Rectal-Cranial Inversion Moment of the Day

And I thought I had a big ego!  Well …I do, actually … but that’s not really the point here.

by Neal Boortz

But speaking of egos, have you heard what Baltimore Ravens linebacker Ray Lewis had to say about the NFL?  He believes that if there is an NFL lockout … which I couldn’t care less about, by the way … that we’re going to have a crime wave! 


He says, “Do this research if we don’t have a season — watch how much evil, which we call crime, watch how much crime picks up, if you take away our game.” 

He believes that without the NFL, there will be nothing else to do and people will resort to crime.

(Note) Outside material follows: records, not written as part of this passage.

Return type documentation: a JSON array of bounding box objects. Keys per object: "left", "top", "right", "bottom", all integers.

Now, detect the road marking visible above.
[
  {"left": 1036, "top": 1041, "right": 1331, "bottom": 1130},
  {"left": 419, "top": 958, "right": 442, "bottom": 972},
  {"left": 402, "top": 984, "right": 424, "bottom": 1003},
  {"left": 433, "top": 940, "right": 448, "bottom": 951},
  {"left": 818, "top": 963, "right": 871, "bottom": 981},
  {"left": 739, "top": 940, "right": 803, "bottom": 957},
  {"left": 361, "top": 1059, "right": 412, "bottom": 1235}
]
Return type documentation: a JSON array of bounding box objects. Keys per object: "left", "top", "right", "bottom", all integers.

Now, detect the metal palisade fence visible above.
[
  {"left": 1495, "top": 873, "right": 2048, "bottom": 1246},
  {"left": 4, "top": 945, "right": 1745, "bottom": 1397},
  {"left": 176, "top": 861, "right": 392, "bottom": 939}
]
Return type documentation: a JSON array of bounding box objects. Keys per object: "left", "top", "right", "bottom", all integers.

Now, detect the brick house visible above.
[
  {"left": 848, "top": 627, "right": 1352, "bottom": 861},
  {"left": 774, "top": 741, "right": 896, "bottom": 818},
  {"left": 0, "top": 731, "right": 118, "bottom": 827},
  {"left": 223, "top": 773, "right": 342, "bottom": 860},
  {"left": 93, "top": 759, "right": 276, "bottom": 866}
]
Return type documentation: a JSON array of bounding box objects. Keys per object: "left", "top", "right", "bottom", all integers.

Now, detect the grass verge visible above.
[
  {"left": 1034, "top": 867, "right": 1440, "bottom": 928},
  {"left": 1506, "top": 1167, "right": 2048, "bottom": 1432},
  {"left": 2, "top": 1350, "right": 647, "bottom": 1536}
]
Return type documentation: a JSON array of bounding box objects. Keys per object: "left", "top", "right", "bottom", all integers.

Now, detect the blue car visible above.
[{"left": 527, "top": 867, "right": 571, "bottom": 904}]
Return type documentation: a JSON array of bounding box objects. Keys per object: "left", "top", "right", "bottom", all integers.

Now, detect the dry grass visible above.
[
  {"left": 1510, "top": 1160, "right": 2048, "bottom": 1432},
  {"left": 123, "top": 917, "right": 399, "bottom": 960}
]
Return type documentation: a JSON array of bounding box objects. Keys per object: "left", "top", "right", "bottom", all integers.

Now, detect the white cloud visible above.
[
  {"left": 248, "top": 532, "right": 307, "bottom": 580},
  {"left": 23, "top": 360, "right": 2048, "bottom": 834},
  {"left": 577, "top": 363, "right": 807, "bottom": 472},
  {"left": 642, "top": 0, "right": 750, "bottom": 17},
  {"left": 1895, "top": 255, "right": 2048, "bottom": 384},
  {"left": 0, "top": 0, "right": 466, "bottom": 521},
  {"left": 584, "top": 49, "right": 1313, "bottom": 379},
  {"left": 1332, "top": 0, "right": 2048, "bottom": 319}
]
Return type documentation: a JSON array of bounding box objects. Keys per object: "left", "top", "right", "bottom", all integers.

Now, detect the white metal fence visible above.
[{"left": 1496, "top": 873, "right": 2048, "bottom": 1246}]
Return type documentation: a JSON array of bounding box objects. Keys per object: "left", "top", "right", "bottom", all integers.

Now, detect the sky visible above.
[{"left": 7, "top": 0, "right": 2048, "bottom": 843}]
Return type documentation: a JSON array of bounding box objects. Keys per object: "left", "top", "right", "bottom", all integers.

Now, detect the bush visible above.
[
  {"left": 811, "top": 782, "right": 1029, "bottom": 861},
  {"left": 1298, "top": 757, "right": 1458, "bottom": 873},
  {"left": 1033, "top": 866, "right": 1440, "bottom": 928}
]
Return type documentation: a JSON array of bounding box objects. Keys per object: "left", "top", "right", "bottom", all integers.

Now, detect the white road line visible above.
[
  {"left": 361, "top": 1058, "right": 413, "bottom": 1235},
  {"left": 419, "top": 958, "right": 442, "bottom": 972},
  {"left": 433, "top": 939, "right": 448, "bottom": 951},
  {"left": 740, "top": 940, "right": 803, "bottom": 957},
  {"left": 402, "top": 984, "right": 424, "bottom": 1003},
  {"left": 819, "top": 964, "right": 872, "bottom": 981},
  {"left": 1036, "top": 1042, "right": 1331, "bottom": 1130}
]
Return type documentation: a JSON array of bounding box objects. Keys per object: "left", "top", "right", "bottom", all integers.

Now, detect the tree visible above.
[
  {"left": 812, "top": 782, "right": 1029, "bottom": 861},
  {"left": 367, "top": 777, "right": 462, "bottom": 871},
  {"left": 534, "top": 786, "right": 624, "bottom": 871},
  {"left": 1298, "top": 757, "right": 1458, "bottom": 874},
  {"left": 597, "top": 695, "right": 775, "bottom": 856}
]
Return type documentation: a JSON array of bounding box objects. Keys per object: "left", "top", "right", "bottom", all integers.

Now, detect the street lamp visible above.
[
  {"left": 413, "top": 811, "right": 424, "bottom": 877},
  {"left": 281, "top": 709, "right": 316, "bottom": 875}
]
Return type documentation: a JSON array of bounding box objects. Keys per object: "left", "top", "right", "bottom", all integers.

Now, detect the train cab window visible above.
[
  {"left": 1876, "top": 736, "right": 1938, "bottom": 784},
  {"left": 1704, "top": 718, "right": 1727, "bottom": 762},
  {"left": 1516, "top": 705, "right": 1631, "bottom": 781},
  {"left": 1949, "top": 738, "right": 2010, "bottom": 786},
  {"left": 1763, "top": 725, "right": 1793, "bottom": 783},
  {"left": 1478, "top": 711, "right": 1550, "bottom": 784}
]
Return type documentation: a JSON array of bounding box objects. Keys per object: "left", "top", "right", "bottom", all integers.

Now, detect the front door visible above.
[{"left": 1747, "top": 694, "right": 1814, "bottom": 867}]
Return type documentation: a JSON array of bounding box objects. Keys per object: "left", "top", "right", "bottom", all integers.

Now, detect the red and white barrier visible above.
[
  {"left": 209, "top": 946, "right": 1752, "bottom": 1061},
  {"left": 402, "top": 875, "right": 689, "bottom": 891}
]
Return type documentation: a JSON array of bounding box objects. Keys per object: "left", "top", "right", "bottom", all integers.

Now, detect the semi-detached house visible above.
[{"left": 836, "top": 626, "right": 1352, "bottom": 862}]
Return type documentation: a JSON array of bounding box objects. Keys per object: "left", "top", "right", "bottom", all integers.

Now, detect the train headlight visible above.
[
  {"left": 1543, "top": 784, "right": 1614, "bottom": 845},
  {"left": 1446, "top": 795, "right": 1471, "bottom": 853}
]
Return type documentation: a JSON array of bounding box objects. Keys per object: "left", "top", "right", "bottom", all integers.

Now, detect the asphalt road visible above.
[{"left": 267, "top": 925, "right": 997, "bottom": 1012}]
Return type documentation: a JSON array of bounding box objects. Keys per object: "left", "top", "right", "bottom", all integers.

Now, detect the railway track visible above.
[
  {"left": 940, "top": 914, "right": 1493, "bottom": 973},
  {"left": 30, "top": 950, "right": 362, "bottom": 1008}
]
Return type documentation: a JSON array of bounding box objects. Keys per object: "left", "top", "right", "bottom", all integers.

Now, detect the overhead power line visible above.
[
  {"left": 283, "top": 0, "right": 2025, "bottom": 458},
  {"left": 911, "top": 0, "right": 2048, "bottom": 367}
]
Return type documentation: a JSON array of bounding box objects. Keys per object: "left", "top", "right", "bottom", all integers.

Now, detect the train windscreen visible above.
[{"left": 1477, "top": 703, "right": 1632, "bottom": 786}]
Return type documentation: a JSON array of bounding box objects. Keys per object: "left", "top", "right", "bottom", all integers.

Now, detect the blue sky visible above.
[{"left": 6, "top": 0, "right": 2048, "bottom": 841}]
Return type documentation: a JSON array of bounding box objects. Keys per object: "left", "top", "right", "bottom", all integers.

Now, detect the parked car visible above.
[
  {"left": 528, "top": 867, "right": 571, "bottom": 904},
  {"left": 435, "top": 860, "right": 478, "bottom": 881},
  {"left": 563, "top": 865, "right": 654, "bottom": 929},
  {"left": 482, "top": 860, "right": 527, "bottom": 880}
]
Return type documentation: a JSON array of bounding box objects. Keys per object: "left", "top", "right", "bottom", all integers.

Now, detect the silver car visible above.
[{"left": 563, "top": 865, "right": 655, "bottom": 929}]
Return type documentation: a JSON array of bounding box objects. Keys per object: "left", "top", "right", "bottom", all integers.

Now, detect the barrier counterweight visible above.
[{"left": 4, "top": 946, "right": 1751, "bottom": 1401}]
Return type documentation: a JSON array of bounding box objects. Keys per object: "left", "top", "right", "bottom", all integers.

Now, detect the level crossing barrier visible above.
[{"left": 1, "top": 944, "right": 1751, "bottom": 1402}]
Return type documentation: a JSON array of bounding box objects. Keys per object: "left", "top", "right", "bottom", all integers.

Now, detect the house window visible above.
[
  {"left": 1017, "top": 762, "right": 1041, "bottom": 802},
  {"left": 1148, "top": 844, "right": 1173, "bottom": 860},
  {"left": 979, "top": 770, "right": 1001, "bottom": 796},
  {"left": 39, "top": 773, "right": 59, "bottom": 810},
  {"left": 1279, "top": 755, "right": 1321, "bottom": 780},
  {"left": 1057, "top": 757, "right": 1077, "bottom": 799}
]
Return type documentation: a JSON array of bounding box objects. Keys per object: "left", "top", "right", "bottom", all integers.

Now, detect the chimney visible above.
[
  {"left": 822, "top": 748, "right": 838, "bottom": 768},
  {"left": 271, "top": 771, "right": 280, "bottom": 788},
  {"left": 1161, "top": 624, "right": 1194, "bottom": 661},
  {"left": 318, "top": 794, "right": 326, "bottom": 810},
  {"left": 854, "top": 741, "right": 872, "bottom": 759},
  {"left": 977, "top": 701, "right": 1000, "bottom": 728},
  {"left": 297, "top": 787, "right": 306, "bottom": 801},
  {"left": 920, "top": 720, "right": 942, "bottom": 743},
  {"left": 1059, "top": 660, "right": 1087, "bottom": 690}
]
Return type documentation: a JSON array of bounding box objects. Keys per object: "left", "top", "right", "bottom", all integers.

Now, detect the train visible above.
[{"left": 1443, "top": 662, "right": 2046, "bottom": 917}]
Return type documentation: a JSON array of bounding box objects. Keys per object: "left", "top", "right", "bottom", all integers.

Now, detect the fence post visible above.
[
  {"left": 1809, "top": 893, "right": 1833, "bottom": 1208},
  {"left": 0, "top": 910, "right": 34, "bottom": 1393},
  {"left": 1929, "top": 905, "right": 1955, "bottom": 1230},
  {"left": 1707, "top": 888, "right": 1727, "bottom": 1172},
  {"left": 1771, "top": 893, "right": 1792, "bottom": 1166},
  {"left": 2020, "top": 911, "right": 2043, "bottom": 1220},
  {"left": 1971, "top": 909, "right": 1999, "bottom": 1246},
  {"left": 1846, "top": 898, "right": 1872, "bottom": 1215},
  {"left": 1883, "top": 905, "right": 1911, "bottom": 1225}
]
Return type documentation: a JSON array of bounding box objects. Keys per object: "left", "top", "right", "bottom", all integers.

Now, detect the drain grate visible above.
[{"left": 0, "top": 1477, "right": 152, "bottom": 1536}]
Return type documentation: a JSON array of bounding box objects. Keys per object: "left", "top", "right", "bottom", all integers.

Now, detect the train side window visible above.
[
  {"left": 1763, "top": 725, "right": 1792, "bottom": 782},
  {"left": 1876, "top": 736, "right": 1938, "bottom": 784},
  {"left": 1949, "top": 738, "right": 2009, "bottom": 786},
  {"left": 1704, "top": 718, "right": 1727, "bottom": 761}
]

But that’s not all.  Then he really gets to the meat of it; To the heart of what I refer to as celebrity worship or an American Idol generation that is more wrapped up in pop culture than it is with issues that actually affect their lives.  Lewis says, “There’s too many people that live through us, people live through us.”

I’m thinking that Ray Lewis was misunderstood.  What he really meant to say was that if pro football players aren’t playing football this year they will probably be out there committing crimes.  After all, that’s pretty much the culture they come from.  Perhaps you remember Ray Lewis’ involvement with a murder in Atlanta!  January 1, 2000.  It was a Super Bowl XXXIV party in Atlanta.  Lewis’ entourage got into a fight with some locals.  Jacinth Baker and Richard Lollar were stabbed to death.  Lewis and two of his pals were charged with murder.  Somehow the white suit Lewis was wearing that night was never found.  Now that’s rather odd, don’t you think? Lewis struck a plea deal in return for testifying against his pals.  Later he reached financial settlements with the families of the two dead men.  These murders, you see, happened after the end of the football season, so I’m guessing Ray Lewis has first-hand knowledge about how crime spikes when there is no football. 

How sad is it that there are people in this country who believe that their only opportunity to be “successful” is to live vicariously through the life of a professional athlete.